Salah seorang pengemis masih berkeliaran di Mesjid Agung Cianjur (11/7). Pemerintah telah berusaha menertibkannya namun para gepeng ini masih ada diberbagai sudut tempat keramaian.
Suaramahasiswa.info, Cianjur – Gelandangan dan pengemis atau yang biasa kita kenal dengan sebutan gepeng, nampaknya masih terus berkeliaran di sejumlah titik tertentu. Seperti di pusat perbelanjaan, Hypermart, Ramayana, pusat pemerintahan dan Masjid Agung. Ketua Bidang Penindakan dari Satpol PP Cianjur, Sulaeman (53) memberikan tanggapantentang maraknya pengemis di Cianjur. “Sebenernya mereka itu ada dimana-mana, tapi ya banyaknya di tempat orang keluar-masuk, agar dijadikan empati dari masyarakat, ” tuturnya kepada Suara Mahasiswa kemarin, (10/7).
Sampai saat ini banyak sekali masyarakat yang mengeluhkan keresahannya kepada pemerintah. Dilihat dari ketentuan aturan, tentunya masalah ini juga berkaitan dengan Dinas Sosial. Pasalnya, pengemis merupakan salah satu jenis dari penyandang sosial yang perlu diperhatikan. Pihak pemerintah pun telah melakukan segala upaya agar pengemis tidak berkeliaran lagi.
“Sebenernya dulu itu kita pernah mengadakan program pembinaan untuk para gepeng sendiri. Kita mencari data mereka sebanyak 60 orang, bahkan hingga memberikan modal untuk membuka usaha yang tidak terlalu memerlukan pemikiran seperti jual gorengan. Tapi ya namanya juga udah jadi kebiasaan, mereka balik lagi buat meminta-minta,” jelasnya.
Selain itu, pemerintah juga selalu mengadakan sosialisasi. Dalam hal ini para gepeng diberikan pemahaman tentang keagamaan, seperti dalil-dalil untuk berusaha. Kemudian member tahu mereka bahwa tangan diatas lebih baik dari tangan dibawah.

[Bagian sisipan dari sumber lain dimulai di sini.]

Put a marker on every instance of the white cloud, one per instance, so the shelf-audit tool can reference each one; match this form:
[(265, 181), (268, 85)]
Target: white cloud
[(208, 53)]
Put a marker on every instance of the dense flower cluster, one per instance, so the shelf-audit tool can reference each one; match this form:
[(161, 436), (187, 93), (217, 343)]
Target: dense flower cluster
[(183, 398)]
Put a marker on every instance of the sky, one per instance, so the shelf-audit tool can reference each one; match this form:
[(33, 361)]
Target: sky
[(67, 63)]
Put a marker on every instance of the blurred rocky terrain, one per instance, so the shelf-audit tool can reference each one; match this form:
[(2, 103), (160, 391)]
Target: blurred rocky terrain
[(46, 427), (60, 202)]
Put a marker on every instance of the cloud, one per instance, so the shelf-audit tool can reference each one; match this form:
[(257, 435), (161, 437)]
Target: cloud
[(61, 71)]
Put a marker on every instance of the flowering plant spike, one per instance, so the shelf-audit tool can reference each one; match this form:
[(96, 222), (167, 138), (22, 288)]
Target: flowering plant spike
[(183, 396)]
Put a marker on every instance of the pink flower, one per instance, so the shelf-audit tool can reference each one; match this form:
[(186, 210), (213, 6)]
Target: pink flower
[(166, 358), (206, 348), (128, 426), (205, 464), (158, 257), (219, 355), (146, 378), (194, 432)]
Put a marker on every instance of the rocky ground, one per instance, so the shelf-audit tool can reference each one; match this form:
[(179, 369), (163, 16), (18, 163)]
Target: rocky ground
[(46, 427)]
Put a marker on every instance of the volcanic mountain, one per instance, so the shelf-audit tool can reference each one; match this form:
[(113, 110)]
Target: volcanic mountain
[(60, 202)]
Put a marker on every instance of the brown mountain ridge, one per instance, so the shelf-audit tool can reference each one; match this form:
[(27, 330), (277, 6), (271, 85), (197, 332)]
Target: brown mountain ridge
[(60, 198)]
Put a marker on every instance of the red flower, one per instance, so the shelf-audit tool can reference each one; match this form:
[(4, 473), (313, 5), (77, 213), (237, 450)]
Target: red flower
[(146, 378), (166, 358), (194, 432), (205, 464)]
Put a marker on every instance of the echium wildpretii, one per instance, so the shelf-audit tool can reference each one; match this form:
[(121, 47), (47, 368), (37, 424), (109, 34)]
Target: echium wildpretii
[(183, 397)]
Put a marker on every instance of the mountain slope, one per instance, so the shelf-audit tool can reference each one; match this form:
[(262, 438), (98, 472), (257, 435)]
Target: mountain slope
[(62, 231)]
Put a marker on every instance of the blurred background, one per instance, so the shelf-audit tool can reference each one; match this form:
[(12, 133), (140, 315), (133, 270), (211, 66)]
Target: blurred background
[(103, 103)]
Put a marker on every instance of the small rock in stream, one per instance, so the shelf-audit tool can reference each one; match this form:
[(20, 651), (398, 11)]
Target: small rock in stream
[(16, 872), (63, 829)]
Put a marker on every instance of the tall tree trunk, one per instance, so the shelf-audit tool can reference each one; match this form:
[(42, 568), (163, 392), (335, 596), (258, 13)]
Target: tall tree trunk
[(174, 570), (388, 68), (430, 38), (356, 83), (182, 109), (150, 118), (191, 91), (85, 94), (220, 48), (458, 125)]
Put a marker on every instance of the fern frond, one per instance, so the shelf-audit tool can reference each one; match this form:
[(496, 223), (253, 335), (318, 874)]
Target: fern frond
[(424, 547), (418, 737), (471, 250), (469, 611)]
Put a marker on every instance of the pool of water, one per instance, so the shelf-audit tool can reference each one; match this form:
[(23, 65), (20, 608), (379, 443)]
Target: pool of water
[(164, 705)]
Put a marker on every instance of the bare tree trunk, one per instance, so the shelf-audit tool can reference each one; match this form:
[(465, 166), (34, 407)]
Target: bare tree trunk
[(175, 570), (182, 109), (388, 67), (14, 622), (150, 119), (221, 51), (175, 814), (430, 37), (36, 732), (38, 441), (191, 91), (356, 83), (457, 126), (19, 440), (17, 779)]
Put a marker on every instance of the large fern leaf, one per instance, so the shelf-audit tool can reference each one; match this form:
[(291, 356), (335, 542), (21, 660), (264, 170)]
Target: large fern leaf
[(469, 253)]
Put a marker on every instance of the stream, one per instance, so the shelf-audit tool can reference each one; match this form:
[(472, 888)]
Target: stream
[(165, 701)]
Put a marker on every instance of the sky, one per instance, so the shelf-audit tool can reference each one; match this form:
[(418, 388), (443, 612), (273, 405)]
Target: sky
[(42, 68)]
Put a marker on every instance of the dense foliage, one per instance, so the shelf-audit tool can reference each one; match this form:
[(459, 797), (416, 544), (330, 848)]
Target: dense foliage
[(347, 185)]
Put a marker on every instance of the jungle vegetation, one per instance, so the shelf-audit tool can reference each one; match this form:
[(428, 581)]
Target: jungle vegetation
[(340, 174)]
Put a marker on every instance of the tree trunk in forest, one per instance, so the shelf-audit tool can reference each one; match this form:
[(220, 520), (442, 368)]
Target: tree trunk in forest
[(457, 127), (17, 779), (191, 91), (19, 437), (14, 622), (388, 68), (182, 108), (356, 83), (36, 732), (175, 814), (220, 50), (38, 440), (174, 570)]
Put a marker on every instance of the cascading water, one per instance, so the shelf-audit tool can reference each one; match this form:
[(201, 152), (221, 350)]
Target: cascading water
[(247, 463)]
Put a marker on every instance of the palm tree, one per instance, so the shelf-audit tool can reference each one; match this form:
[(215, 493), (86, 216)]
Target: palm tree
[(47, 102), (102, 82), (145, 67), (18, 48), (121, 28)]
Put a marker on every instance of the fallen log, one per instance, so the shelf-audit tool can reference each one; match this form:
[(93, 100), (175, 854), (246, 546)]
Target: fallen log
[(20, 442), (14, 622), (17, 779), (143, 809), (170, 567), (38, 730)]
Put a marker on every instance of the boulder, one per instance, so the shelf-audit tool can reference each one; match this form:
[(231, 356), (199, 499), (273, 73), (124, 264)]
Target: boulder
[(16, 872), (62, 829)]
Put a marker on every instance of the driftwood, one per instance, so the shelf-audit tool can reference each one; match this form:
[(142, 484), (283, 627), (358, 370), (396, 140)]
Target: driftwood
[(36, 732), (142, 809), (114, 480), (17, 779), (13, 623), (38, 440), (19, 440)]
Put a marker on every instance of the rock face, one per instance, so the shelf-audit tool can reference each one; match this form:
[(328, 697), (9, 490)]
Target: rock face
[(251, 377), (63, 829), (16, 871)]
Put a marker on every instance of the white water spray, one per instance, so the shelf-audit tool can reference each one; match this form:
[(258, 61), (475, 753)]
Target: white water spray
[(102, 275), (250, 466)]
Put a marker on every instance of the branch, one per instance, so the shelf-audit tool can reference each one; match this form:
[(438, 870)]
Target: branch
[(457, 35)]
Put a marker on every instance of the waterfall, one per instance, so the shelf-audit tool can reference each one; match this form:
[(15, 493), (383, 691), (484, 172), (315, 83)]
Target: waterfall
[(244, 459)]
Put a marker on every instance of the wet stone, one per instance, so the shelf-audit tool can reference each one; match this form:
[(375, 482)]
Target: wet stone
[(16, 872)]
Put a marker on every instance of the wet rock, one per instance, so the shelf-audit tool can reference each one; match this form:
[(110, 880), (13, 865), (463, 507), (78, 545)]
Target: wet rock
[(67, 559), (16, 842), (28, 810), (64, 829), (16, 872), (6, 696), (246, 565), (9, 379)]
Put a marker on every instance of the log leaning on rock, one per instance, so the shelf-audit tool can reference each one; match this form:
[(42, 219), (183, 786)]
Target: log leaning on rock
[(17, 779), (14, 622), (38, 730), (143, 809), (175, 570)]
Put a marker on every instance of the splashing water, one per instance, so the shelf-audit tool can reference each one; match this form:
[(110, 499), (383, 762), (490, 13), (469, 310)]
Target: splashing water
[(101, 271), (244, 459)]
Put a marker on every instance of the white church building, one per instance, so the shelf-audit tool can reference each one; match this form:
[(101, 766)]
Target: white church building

Tampaknya, segala upaya yang dikerah akan tidak menjadi solusi yang baik. “Saya kira mereka malas untuk berusaha, karena jika berjualan mungkin perlu waktu yang lama. Makanya mereka lebih milih diberi, padahal kondisi rumah mereka itu secara fisik sudah layak” tukasnya.
Menurut Sulaeman, Satpol PP dan pihak lainnya sudah objektif dalam bertindak serta regulasi pemerintahan pun sudah jelas tertera di Peraturan Daerah. Disinggung mengenai adakah sanki ketika masyarakat member uang pada pengemis, Sulaeman secara tegas menjawab belum ada untuk saat ini. “Kalau sampai sekarang belum ada, meskipun di kabupaten lain sudah diterapkan. Soalnya kita juga akan bingung, toh yang ngasih gak akan ketauan,” ucapnya.
Hal-hal diatas disebabkan karena adanya perubahan perilaku manusia saat ini. Dirinya mengatakan bahwa masyarakat Indonesia dewasa ini moralnya sudah turun. Artinya, banyak sekali orang yang senang untuk mengskplorasi kemiskinan. Secara tidak langsung, ia juga menegaskan bahwa sebenarnya para gepeng itu masih memiliki kemampuan untuk bekerja.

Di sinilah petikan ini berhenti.